Open Assistive is an online directory network for Open Assistive Technology, designed to share, search, and catalog open-source assistive technology hardware and software projects. Its core value is not providing an enterprise software workflow, but centrally indexing projects scattered across platforms such as GitHub, Instructables, Hackaday, Sourceforge, Thingiverse, and Dropbox via links, making them easier to discover and share.

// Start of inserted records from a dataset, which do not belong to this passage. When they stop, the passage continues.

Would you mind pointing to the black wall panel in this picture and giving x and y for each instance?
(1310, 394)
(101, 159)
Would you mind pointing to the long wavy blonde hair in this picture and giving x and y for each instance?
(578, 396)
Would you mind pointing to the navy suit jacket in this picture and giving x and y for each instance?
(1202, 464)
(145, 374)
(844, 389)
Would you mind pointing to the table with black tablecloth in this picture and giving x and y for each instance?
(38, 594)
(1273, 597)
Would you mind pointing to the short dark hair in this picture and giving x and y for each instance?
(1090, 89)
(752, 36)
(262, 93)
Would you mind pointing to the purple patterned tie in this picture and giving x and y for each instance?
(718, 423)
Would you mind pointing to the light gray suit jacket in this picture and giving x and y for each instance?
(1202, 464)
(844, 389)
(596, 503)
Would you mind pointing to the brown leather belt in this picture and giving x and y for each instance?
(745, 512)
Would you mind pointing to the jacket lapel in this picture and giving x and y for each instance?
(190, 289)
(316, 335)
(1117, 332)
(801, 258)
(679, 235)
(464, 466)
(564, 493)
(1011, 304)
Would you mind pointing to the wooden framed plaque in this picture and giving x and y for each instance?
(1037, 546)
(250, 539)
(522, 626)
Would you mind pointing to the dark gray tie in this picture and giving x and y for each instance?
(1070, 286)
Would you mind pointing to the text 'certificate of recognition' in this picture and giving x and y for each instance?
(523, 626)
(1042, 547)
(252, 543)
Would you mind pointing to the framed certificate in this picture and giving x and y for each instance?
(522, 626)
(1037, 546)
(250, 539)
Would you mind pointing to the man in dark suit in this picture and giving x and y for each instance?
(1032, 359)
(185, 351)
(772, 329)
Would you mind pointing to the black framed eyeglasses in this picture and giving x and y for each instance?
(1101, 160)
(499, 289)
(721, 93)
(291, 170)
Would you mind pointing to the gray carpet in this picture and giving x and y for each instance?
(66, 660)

Based on the available content, the product offers search, tag-based browsing, software/hardware categorization, project URL submission, RSS, and a contact form. Users do not need to migrate their projects to the platform; they can keep projects hosted in their original locations and simply submit a link for inclusion in the directory. On the collaboration side, it provides a Slack group for people around the world working on open assistive technology solutions to communicate. However, there is no evidence of enterprise collaboration features such as team spaces, role-based permissions, approval workflows, or task management.
The main content does not disclose pricing, plans, payment methods, or trial policies. The site appears to function more as a public directory and community service, but that alone is not enough to confirm its business model. In terms of deployment, it can only be assessed as an online website; there is no indication of support for self-hosting or private deployment. Third-party integration mainly consists of listing project links from multiple external platforms, rather than API-level integrations. Developer support information is also limited, with only a help page and RSS mentioned.
The site is labeled βUn-moderated,β indicating that directory content may not be reviewed. For enterprise or medical assistive technology use cases, this introduces uncertainty around project quality, reliability, security, and liability boundaries. The main content also does not provide information on privacy policies, security compliance, data storage, SLAs, or enterprise support, so it is not suitable for procurement evaluation directly against enterprise-grade SaaS standards.
It is better suited to open-source assistive technology developers, accessibility researchers, makers, non-profit organizations, or individuals looking for assistive technology solutions. If an organization needs a mature knowledge base, project management, access control, or compliance auditing, alternatives or complementary resources such as GitHub, SourceForge, Hackaday, Thingiverse, and Awesome-Assistivetech may be worth considering. Access from mainland China cannot be determined from the main content, and payment methods are not disclosed.
β This review is compiled from public sources and does not constitute a purchase recommendation. Verify all facts on the vendor's official site. Verify on openassistive.org official site.
openassistive.org is an Unknown SaaS Tools provider. TG4G tracks its product information, an overall rating of 6.0/10, and a China-accessibility score of China direct-connect friendly. Click "Visit Official Site" to reach openassistive.org directly.